Um. I cleaned my closet. It really needed to be done. The kids couldn't even get into it to use it as a fort.
I'm tapped.




*I use friendships more along the line of acquaintances. The people I truly call friend are very few and far between.

Wednesday, October 17, 2007

Storming the castle

Well, not so much.

It's official. Luc is a free man again. We weren't sure if we would have issues pulling him out or not. It was painless. We have already seen a big difference in his demeanor. Now I just have to get used to having him following me around all day (again).

I spent most of the morning running around trying to gather all the ingredients for a GOB costume. That pretty much amounts to = I love Jon. All I can say is "illusions Michael."

The kids have finally (mostly) decided what they want to be for Halloween. I'm going to have a Batman, Spiderman & Superman. Laren is still trying to nail down what she is going to be.
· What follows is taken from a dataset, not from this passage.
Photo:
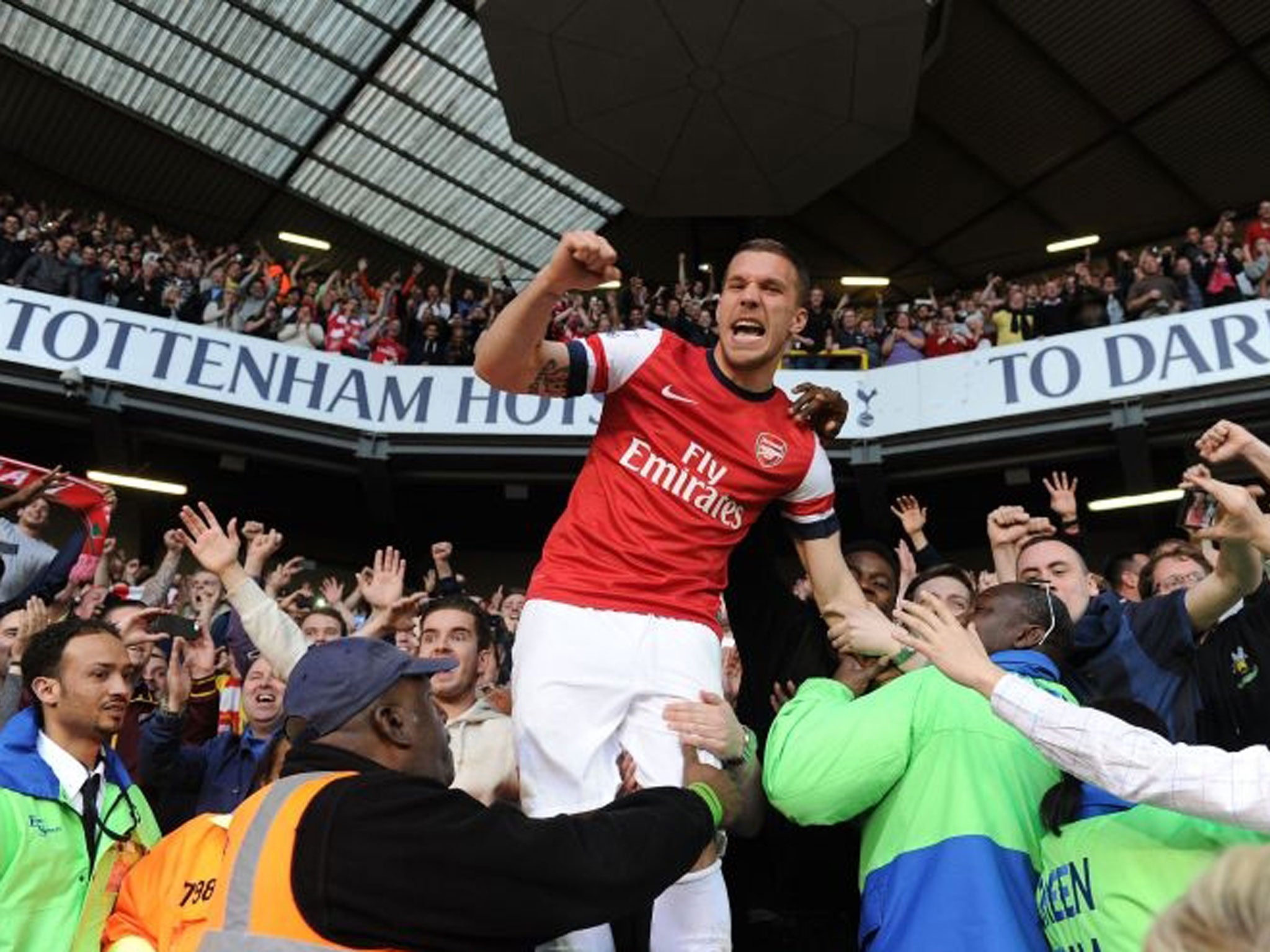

Yay!

Tuesday, October 9, 2007

What to write?

I guess I'm just not inspired. I think of things to talk about, but don't seem to have enough energy to do justice by it. I could be talking about our family getting to be a part of Operation Serve, our nephews wedding or getting to see our friends and their 2 kids for the first time in over 3 years.

Our focus at this point is on our middle son. He is sad. He has been sad for months. He has the most amazing, mischievous smile and I haven't seen it in what seems like forever. That is not right for a 5 year old little boy.

We are trying to decide what would be best for him. Little boys should be bundles of energy, playing and having fun. Not crying about school, feeling like a failure, and saying that reading isn't fun. Luc is smart little boy with a huge heart. He deserves better than that.

Parenting is not for the faint of heart.

Tuesday, October 2, 2007

White Bread

What is what this blog is going to be?

This isn't my first foray into the the wide wonderful world of blogging. I have other blogs elsewhere that I share the odd things that float around in mind. This one will be mostly devoted to "the fam".

"The fam" consists of myself, my husband Jon, and our 4 kiddos - Lachlan (9), Laren (7), Lucas (5), & Liam (2). At the moment we are living in the great state of Tennessee. We've been around here for about 3 years. I think that might be a record for us. So that of course means it's time to start looking for a new state to call home.